The Third Millenium January/February 2000

News Flash of the Century: Norcal recently announced that starting in January 2000, they will provide physicians with administrative defense coverage, up to $25,000, at no additional cost. This should be the first step in leveling the playing field where the Medical Board, hospitals, and other third-parties have financially depleted physicians of income and retirement funds for two decades. Many of these organizations not only have large budgets, but they also have business liability insurance that allows them to attack physicians until the doctor runs out of money. The physician then admits to a small offense, not realizing that they have actually admitted to committing a felony. And to make the situation worse, after having paid a $600 license fee, which our professional organizations have worked out to pay for these investigations, the Medical Board can still send us a bill to cover the wrongful prosecution costs that exceed Norcal’s $25,000 ceiling.

Live & Learn: Last week I saw a patient in pulmonary consultation who spoke no English. He handed us a card from an interpreter agency and motioned to us to call them for him. About two weeks later we received a bill from the agency for an interpretation fee, for which the two-hour minimum was $130 and the mileage charge $11, for a total of $141. Expected reimbursement for the consultation is about $96. Such a deal. Spend twice as much as you get paid to see a patient and for helping him with his asthma. He was from the Ukraine where, I understand, such deals are the norm.

A reflex answer: Last month a surgeon was bemoaning the fact that he had provided outpatient care for a fracture, and a week later the patient’s mother called to tell him her son had died of a massive pulmonary embolus. She demanded to know why he didn’t warn her son of this possible complication. The surgeon couldn’t remember if he had warned the patient of that specific complication and seemed apologetic. The reflex answer should always be, “He was told.” It is impossible for a patient to get through the hospital permit and informed consent process without being adequately warned. We are so concerned about our patients and we feel so guilty, that we forget that we have to answer like a lawyer when the other side has already retained one.

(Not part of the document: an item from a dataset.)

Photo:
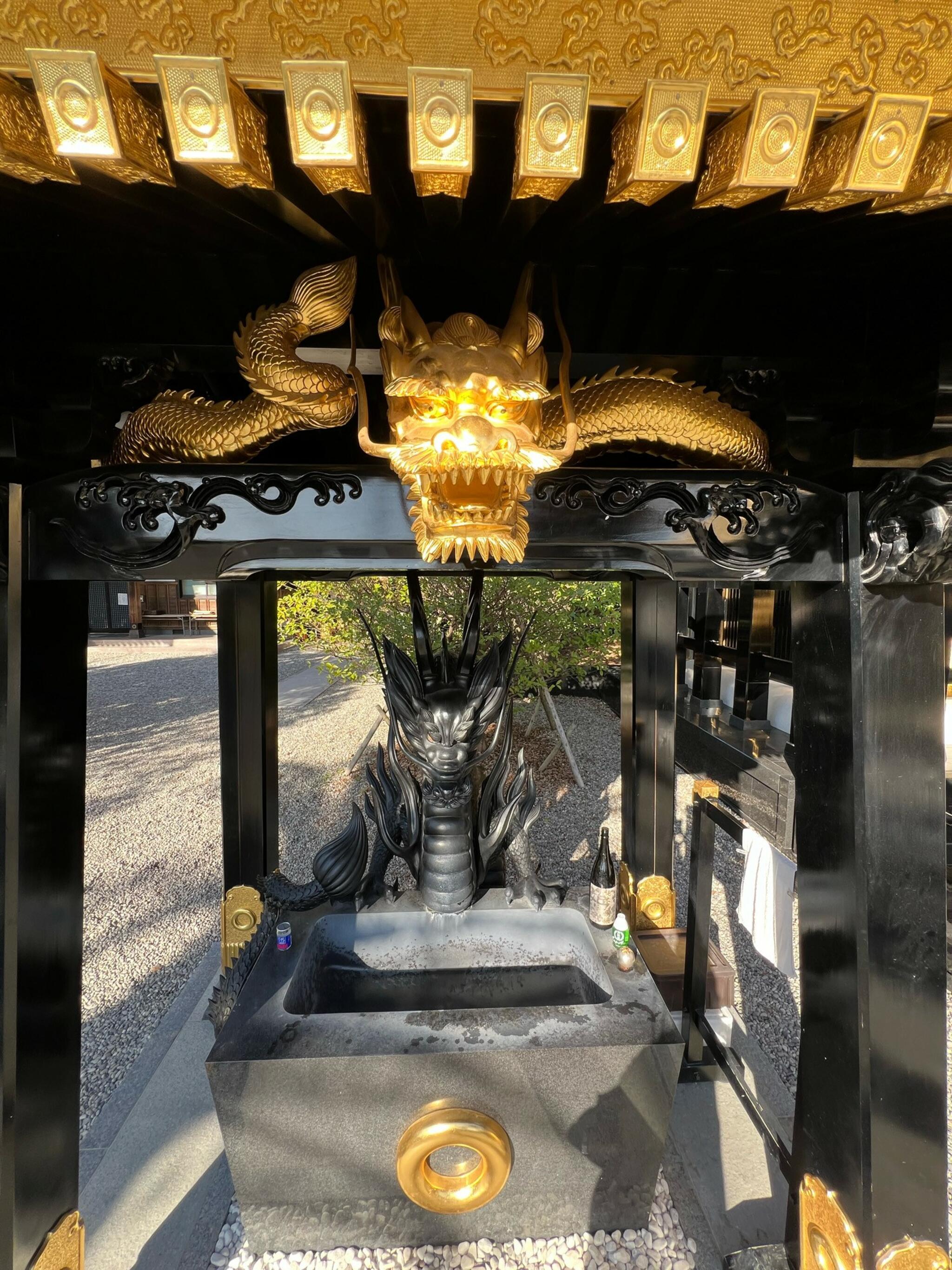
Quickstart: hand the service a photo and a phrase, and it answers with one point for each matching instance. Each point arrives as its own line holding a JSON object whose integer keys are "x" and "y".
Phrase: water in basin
{"x": 476, "y": 961}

Sign on the door of a law office: Hire an attorney. Get a second one free. (You suppose the third one is half price?)

Paranoia or Just Good Sense for the Telecom Century: Remember when people who avoided electronic debits from their banking accounts and refused to acquire credit cards were thought to be a little paranoid? Well, The Economist, the British news magazine, doesn’t think they were and gives more advice along this vein. Use cash when you can. Do not give your phone number, social security number, or address, unless you absolutely have to. Do not fill in questionnaires or respond to telemarketers. Demand that credit and data-marketing firms produce all the information they have on you, correct errors, and remove you from marketing lists. Check your medical records and never sign a release for those records unless absolutely necessary. If you suspect a government agency has a file on you, demand to see it. Block caller ID on your phone, and keep your number unlisted. Never use electronic toll booths on roads. Never leave your mobile phone on—your movements can be traced. Use your cellular only when you are first paged. Do not use store credit or discount cards. If you must use the Internet, encrypt your e-mail, reject all “cookies,” and never give your real name when registering at Web sites. Better still, use somebody else’s computer. At work assume that calls, voice mail, e-mail, and computer use are all monitored. . . .

This advice, offered by the more zealous of today’s privacy campaigners, is no longer considered extreme. These precautions only restore the level of privacy available to all people 20 years ago. Only recently did Microsoft remove a code from its operating system that allowed one’s computer to be monitored on each activity. Attempts to protect privacy through new laws will fail–as they have done in the past. Fortunately, the same technology that is destroying privacy also makes it easier to trap stalkers, detect fraud, prosecute criminals, and hold the government to account. Thus, less privacy may also lead to more security for the law abiding.

And one last thing: Remember, cath labs, and other rooms in hospitals are video monitored. Don’t get into a compromising situation at work. The administrators just love to pour over these videos. But that’s good advice to live by. You don’t ever want to hear those three loving words while making love, “Honey, I’m home!”


Drugs, More Drugs, More Criminals, More Prisons March/April 2000

The new Y2K Medicare Bulletin was received in November. Except for the first page, all subsequent pages listed the year as 1900. The revised Y2K Medicare Bulletin had a special letter inserted stating that this was NOT a Y2K error, but “”a printing oversight.”” Unless the intelligence of a bureaucrat is in the imbecile range, not even they would enter 1900 as the year that succeeds 1999. The government, which has never made an accurate prediction nor ever admitted to any inaccuracies, can’t even admit to an error when caught red handed in an obvious and glaring Y2K error. Those that trust the government for healthcare are in the same intelligence category.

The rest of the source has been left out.